THE TIME WHEN TO TAKE PLACE.—The time when weaning is to take place must ever depend upon a variety of circumstances, which will regulate this matter, independently of any general rule that might be laid down. The mother's health may, in one case, oblige her to resort to weaning before the sixth month, and, in another instance, the delicacy of the infant's health, to delay it beyond the twelfth. Nevertheless, as a general rule, both child and parent being in good health, weaning ought never to take place earlier than the ninth (the most usual date), and never delayed beyond the twelfth month.

I should say further, that if child and parent are both in vigorous health, if the infant has cut several of its teeth, and been already accustomed to be partially fed, weaning ought to be gradually accomplished at the ninth month. On the other hand, that if the child is feeble in constitution, the teeth late in appearing, and the mother is healthy, and has a sufficient supply of good milk, especially if it be the autumnal season, it will be far better to prolong the nursing for a few months. In such a case, the fact of the on-appearance of the teeth indicates an unfitness of the system for any other than the natural food from the maternal breast.

And again, if the infant is born of a consumptive parent, and a healthy and vigorous wet-nurse has been provided, weaning should most certainly be deferred beyond the usual time, carefully watching, however, that neither nurse nor child suffer from its continuance.

THE MODE.—It should be effected gradually.
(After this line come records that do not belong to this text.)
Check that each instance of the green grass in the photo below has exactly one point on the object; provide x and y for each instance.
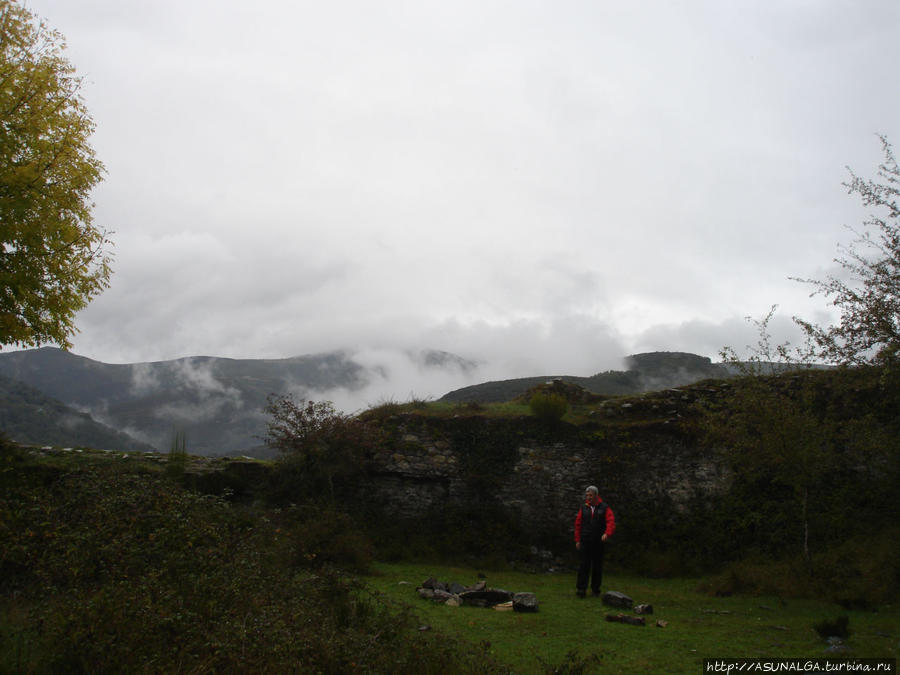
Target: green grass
(699, 626)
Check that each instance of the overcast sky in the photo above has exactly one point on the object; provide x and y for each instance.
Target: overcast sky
(541, 186)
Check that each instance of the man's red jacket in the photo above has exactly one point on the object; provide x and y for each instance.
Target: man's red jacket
(610, 522)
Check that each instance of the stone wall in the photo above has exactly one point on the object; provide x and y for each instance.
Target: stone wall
(539, 475)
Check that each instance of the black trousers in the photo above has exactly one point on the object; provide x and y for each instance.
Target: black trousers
(591, 568)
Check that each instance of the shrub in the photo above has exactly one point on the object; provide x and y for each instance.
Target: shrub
(548, 406)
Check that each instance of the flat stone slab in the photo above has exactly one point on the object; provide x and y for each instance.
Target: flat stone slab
(617, 599)
(525, 602)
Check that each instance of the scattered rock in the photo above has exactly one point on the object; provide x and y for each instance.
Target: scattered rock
(617, 599)
(486, 598)
(525, 602)
(441, 595)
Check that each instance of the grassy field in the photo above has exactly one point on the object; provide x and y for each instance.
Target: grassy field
(697, 626)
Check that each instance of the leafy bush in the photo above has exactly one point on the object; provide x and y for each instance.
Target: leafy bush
(107, 571)
(548, 406)
(323, 451)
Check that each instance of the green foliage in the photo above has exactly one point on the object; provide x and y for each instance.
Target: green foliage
(323, 450)
(52, 259)
(548, 407)
(697, 625)
(177, 459)
(104, 570)
(867, 291)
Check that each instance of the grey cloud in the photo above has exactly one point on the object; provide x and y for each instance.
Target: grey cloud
(535, 187)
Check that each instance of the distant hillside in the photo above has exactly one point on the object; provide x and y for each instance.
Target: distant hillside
(646, 372)
(27, 416)
(218, 403)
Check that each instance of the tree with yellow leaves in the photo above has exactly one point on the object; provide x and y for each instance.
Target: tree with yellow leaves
(53, 260)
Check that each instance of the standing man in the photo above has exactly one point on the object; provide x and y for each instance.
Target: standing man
(594, 524)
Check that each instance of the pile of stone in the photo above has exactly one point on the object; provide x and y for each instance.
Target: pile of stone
(455, 595)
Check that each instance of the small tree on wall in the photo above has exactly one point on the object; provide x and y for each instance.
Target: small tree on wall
(327, 448)
(868, 293)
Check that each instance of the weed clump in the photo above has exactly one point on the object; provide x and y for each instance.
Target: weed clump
(548, 407)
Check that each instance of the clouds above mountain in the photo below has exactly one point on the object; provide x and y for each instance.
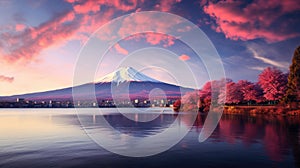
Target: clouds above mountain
(8, 79)
(273, 20)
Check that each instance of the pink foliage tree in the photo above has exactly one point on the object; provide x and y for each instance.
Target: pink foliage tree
(251, 91)
(273, 82)
(233, 94)
(190, 101)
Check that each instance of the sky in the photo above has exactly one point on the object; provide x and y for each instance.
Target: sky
(41, 40)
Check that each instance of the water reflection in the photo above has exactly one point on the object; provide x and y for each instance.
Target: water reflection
(278, 134)
(37, 137)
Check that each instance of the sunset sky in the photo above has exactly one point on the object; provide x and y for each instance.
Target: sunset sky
(40, 40)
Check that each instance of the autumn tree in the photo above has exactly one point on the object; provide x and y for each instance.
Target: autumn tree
(232, 95)
(293, 85)
(273, 82)
(251, 91)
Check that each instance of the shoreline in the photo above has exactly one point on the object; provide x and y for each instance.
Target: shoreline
(265, 110)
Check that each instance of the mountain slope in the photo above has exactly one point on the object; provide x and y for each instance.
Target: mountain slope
(126, 74)
(122, 82)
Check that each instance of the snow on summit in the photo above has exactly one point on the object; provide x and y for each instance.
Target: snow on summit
(126, 74)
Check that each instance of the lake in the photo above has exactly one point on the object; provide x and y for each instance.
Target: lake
(56, 138)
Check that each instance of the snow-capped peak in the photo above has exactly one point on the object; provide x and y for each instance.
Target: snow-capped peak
(125, 74)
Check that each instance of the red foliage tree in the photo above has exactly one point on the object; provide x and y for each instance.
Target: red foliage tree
(273, 82)
(251, 92)
(233, 94)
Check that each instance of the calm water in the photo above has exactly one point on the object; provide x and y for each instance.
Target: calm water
(55, 138)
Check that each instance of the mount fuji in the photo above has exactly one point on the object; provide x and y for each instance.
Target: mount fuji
(138, 84)
(126, 74)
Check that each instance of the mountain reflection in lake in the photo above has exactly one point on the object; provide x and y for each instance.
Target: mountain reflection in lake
(55, 138)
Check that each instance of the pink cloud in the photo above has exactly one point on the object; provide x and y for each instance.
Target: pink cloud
(95, 5)
(142, 23)
(166, 5)
(30, 42)
(184, 57)
(254, 20)
(6, 79)
(120, 49)
(88, 6)
(20, 27)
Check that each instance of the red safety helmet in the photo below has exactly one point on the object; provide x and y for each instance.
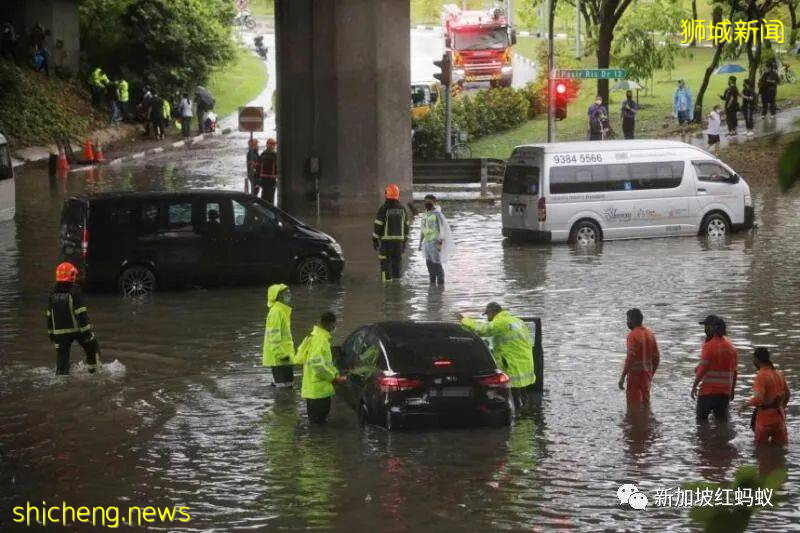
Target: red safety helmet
(392, 192)
(66, 272)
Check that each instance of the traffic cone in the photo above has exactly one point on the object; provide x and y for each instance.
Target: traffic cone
(98, 153)
(63, 165)
(88, 153)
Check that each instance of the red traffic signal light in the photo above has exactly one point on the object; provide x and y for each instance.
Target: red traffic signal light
(560, 111)
(445, 65)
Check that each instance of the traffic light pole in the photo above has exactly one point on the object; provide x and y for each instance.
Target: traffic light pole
(448, 122)
(550, 66)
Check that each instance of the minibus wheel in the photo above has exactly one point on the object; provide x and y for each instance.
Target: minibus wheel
(716, 226)
(586, 233)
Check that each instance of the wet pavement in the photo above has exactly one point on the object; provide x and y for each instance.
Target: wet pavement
(183, 413)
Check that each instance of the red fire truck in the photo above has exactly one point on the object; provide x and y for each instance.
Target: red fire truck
(481, 43)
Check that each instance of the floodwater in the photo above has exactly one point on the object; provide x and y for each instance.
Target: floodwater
(183, 413)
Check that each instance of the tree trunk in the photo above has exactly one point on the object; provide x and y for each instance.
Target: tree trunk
(698, 105)
(604, 38)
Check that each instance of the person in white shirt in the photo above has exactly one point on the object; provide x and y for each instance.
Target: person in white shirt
(712, 132)
(185, 109)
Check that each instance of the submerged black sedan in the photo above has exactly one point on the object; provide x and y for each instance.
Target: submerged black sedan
(422, 373)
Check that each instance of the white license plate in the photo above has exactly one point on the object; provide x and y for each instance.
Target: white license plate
(451, 392)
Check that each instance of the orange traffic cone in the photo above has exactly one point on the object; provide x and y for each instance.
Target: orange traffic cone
(88, 153)
(63, 165)
(98, 153)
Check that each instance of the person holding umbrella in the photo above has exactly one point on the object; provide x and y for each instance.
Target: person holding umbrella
(731, 98)
(629, 109)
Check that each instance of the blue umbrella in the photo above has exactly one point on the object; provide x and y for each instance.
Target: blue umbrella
(730, 68)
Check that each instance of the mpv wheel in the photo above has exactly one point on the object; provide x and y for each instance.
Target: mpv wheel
(312, 270)
(716, 226)
(137, 281)
(586, 233)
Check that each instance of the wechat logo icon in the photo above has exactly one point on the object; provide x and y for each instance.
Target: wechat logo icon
(629, 494)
From the sixth month most children are fed twice or oftener in the four-and-twenty hours; the infant is in fact, therefore, from this time in the progress of weaning; that is to say, its natural diet is partly changed for an artificial one, so that when the time for complete weaning arrives, it will be easily accomplished, without suffering to the mother, or much denial to the child.

It is, however, of the greatest importance to regulate the quantity and quality of the food at this time. If too much food is given (and this is the great danger) the stomach will be overloaded, the digestive powers destroyed, and if the child is not carried off suddenly by convulsions, its bowels will become obstinately disordered; it will fall away from not being nourished, and perhaps eventually become a sacrifice to the overanxious desire of the parent and its friends to promote its welfare.

The kind of food proper for this period, and the mode of administering it, is detailed in the previous section, on "Artificial Feeding."[FN#12]

[FN#12] The kind of food after the sixth month to the completion of first dentition, p. 44.

Much exercise in the open air (whenever there is no dampness of atmosphere) is highly necessary and beneficial at this time; it tends to invigorate the system, and strengthens the digestive organs, and thus enables the latter to bear without injury the alteration in diet.

THE DRYING UP OF THE MOTHER'S MILK.—This will generally be attended with no difficulty. When the weaning is effected gradually, the milk will usually go away of itself without any measures being resorted to. If, however, the breasts should continue loaded, or indeed painfully distended, a gentle aperient should be taken every morning, so that the bowels are kept slightly relaxed; the diet must be diminished in quantity, and solid nourishment only taken. The breast, if painfully distended, must be occasionally drawn, but only just sufficiently to relieve the distention. In either case they must be rubbed for five or ten minutes, every four or five hours, with the following liniment, previously warmed:—

Compound soap liniment, one ounce and a half;
Laudanum, three drachms.

Sect. III. DIETETICS OF CHILDHOOD.

Childhood, as has been before intimated, extends from about the second to the seventh or eighth year, when the second dentition is commenced.

No precise rules of diet can be laid down for this period, as this requires to be adapted in every case to the particular constitution concerned. There are, however, certain general principles which must be acted upon, and which can be easily modified by a judicious and observant parent, as circumstances and constitution may require.